RESTAURANT OF THE WEEK
Pool’s Sandwiches, 6920 Sunset Blvd., Hollywood
There’s something about a well-lit restaurant circa 1938. Especially when you could get chili and beans for 20 cents. Nothing is more than 50 cents and besides sandwiches, you could get spaghetti and a 1/2 fried spring chicken. And complete fountain service!
- And now for some history:
- Is this really USC’s last-ever game in Corvallis?
It would be a shame if it is. It’s a unique, cozy little town and a great place to watch a game.
Here’s a photo from the 1969 USC-Oregon State game. The Trojans won, 31-7.
- And here’s the Trojans playing the Beavers in 1981. No. 1-ranked USC defeated Oregon State, 56-22. No. 53 is linebacker John Berry.

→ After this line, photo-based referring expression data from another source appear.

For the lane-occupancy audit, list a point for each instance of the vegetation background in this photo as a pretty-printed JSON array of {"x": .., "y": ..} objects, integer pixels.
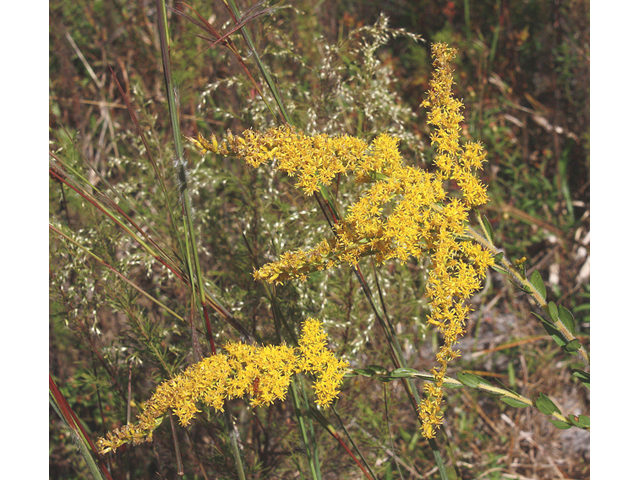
[{"x": 523, "y": 72}]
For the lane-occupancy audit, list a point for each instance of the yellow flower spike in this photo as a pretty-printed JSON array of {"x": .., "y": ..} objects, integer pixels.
[
  {"x": 263, "y": 373},
  {"x": 404, "y": 212}
]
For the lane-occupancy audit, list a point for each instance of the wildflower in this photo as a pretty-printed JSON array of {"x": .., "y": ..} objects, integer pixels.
[
  {"x": 424, "y": 218},
  {"x": 264, "y": 373}
]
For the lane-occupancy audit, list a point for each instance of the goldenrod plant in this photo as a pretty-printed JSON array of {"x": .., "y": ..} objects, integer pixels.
[{"x": 235, "y": 337}]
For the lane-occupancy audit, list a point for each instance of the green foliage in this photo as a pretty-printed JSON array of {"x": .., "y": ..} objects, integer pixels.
[{"x": 342, "y": 68}]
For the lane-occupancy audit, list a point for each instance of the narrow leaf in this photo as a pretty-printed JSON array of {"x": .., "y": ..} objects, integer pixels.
[
  {"x": 566, "y": 317},
  {"x": 546, "y": 405},
  {"x": 573, "y": 346},
  {"x": 538, "y": 283},
  {"x": 560, "y": 424},
  {"x": 513, "y": 402},
  {"x": 487, "y": 228},
  {"x": 403, "y": 373},
  {"x": 584, "y": 377}
]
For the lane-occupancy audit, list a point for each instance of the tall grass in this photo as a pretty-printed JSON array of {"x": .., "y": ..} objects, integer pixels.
[{"x": 153, "y": 250}]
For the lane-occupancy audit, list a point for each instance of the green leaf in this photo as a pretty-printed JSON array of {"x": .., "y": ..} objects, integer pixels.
[
  {"x": 584, "y": 377},
  {"x": 560, "y": 424},
  {"x": 499, "y": 269},
  {"x": 403, "y": 373},
  {"x": 488, "y": 228},
  {"x": 546, "y": 405},
  {"x": 513, "y": 402},
  {"x": 581, "y": 421},
  {"x": 524, "y": 288},
  {"x": 553, "y": 332},
  {"x": 538, "y": 284},
  {"x": 573, "y": 346},
  {"x": 566, "y": 317},
  {"x": 378, "y": 370}
]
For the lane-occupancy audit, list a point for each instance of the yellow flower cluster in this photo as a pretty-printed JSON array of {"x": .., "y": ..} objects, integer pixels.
[
  {"x": 263, "y": 373},
  {"x": 424, "y": 218}
]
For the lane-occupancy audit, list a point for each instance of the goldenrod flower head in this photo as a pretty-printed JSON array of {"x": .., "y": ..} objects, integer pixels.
[
  {"x": 263, "y": 373},
  {"x": 424, "y": 218}
]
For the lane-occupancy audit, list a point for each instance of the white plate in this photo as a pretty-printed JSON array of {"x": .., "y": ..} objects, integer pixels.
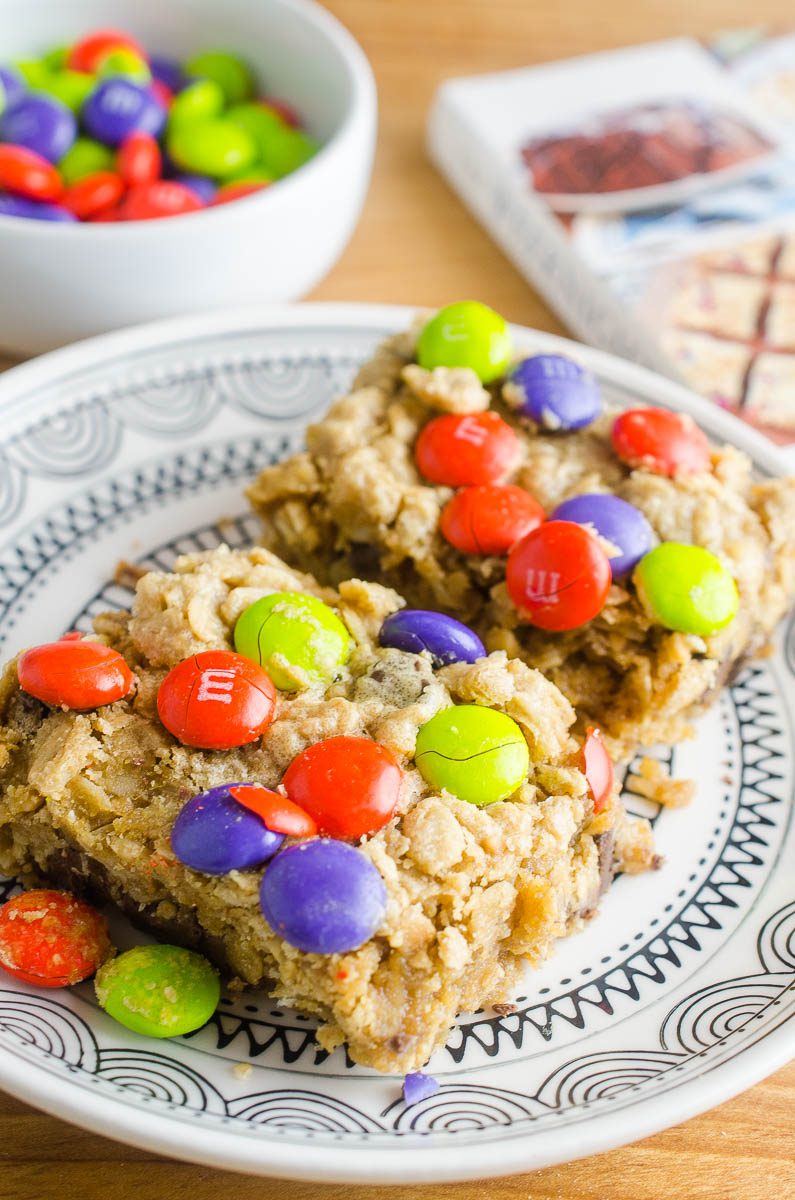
[{"x": 677, "y": 997}]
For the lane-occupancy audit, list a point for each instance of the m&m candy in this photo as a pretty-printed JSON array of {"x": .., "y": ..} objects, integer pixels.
[
  {"x": 73, "y": 673},
  {"x": 161, "y": 991},
  {"x": 659, "y": 441},
  {"x": 40, "y": 124},
  {"x": 162, "y": 198},
  {"x": 167, "y": 71},
  {"x": 474, "y": 448},
  {"x": 52, "y": 940},
  {"x": 278, "y": 813},
  {"x": 477, "y": 754},
  {"x": 214, "y": 833},
  {"x": 88, "y": 52},
  {"x": 84, "y": 157},
  {"x": 63, "y": 118},
  {"x": 686, "y": 588},
  {"x": 93, "y": 195},
  {"x": 294, "y": 636},
  {"x": 466, "y": 335},
  {"x": 559, "y": 576},
  {"x": 216, "y": 700},
  {"x": 118, "y": 107},
  {"x": 446, "y": 639},
  {"x": 25, "y": 173},
  {"x": 19, "y": 207},
  {"x": 229, "y": 72},
  {"x": 215, "y": 147},
  {"x": 139, "y": 160},
  {"x": 489, "y": 519},
  {"x": 350, "y": 786},
  {"x": 620, "y": 523},
  {"x": 555, "y": 391},
  {"x": 323, "y": 897},
  {"x": 597, "y": 768}
]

- Then there was the famous fog game in 2004. USC fell behind 13-0 and you could barely see what was happening if you were watching the game from the pressbox.
USC eventually took a 14-13 lead in the third quarter and then Reggie Bush had a 65-yard punt return for a TD that gave the Trojans a 21-13 advantage en route to a 28-20 victory.

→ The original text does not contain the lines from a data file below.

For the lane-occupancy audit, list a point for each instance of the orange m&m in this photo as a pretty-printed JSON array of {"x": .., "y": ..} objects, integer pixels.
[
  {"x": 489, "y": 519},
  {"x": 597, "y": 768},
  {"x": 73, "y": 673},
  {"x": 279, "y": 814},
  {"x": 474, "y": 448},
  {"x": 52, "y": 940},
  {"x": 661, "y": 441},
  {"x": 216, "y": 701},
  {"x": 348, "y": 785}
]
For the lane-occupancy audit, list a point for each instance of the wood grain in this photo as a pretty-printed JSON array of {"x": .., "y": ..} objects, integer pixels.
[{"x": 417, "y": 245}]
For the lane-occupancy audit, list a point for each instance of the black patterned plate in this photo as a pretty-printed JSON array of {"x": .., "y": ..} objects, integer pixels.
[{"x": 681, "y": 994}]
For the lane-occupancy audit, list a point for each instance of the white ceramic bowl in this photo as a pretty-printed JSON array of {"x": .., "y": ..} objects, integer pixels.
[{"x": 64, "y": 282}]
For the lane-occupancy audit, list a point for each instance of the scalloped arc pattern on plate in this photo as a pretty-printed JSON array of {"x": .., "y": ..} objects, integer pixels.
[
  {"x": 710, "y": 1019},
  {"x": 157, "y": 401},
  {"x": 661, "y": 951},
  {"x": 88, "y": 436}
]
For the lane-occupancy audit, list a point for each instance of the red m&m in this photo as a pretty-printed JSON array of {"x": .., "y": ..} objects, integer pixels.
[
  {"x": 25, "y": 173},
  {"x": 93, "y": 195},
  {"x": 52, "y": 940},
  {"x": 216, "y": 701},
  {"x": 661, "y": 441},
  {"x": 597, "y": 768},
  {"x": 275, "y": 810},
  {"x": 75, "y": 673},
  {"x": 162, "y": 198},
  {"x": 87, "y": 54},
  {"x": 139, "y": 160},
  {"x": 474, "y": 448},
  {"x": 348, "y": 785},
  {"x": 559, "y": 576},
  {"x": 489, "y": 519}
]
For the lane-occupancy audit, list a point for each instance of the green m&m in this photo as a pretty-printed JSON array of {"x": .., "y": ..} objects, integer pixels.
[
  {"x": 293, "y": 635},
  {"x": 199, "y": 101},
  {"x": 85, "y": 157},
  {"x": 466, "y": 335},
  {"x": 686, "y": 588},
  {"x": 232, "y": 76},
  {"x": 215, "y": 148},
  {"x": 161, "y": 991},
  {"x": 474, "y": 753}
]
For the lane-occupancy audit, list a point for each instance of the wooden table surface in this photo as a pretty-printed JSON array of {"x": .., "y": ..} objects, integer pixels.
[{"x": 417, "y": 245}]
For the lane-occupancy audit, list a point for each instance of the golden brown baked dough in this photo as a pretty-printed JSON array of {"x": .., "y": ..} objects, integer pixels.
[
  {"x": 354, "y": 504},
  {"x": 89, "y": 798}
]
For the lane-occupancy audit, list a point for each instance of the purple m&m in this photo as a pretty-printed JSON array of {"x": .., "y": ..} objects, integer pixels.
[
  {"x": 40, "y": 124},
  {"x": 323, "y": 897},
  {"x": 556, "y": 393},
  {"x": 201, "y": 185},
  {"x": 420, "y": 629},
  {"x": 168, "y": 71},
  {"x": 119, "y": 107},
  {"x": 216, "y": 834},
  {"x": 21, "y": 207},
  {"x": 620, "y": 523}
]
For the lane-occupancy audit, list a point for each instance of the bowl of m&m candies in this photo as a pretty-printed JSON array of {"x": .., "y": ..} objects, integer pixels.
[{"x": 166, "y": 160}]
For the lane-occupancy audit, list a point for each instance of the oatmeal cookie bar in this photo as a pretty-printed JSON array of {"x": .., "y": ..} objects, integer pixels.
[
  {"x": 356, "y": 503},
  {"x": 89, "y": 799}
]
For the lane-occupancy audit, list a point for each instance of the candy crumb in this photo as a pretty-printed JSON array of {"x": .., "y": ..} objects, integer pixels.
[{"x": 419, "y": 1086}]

The secret of that game was if you were on the field, the fog wasn’t nearly as bad as it appeared on TV.
- I remember joking with Oregon State coach Mike Riley before the 2008 game that he could come back to USC if he upset the No. 1-ranked Trojans. The Beavers took a 21-0 lead and held on for a 27-21 victory that cost USC a national championship.
After the upset, an Oregon State official asked me and another member of the media if we would be OK after the lost? I guess it was understandable to ask since some of the fanboy media members looked like they wanted to cry after the game.
- Let’s take a moment to remember UCLA guard Greg Lee, who passed away Thursday. Here he is against USC in 1972.
- Here is a rare color photo from when Martin Luther King spoke at the Coliseum in May, 1964. The photo was taken by Jay A. Brown, who worked as an assistant to Congressman Thomas Rees. But it went undiscovered until it was found a drawer by Brown’s daughter about 50 years later.
- The photo below features actor Dick Van Dyke on the far left.
- A John McKay era assistant coach told me about 20 years ago that Marv Marinovich got into the most fights of any USC player during that time.
“I can still remember the time Marinovich got into a fight with (USC football player) Lloyd Winston,” a former classmate told me in April. “It started in Marks Hall, went through the kitchen and ended in Trojan Hall. They were both bloody. No one wanted to break it up because they didn’t want to get beat up.”
Another time, Marinovich, who was a defensive lineman, wanted to show offensive lineman Hudson Houck how to shed a block. Marinovich hit Houck so hard he went through a door to the weightroom, knocked the door off its hinges with Houck laying on top of it.
Houck, of course, went on to become perhaps USC’s best offensive line coach and one of the best offensive line coaches in NFL history.
- There was a time at USC when running for student body president was a huge deal and meant the world to the winners. And for years the students suspected elections were fixed.
In 1963, USC lineman Pete Lubisich was asked to run for school president by fellow students Dwight Chapin and Donald Segretti. Lubisich asked John McKay if he could run and McKay told him it would be a distraction.
When Lubisich told the duo he would not run, they said, “That’s OK. We could have a monkey run and win.”
They weren’t kidding.
Chapin and Segretti belonged to a group called Trojans for Representative Government. According to reporters Bob Woodward and Carl Bernstein, members of TRG stuffed ballot boxes with false votes, planted spies in other student political organizations and spread false campaign literature about other candidates during the student elections.
Chapin later served nine months in a federal prison for lying to a grand jury the Watergate scandal. Segretti served 4.5 months after investigations into Watergate revealed his role in extensive political sabotage.
Lubisich was not your typical football player. He was a pianist trained by his father, who performed in nightclubs around Southern California. Lubisich later became a dentist.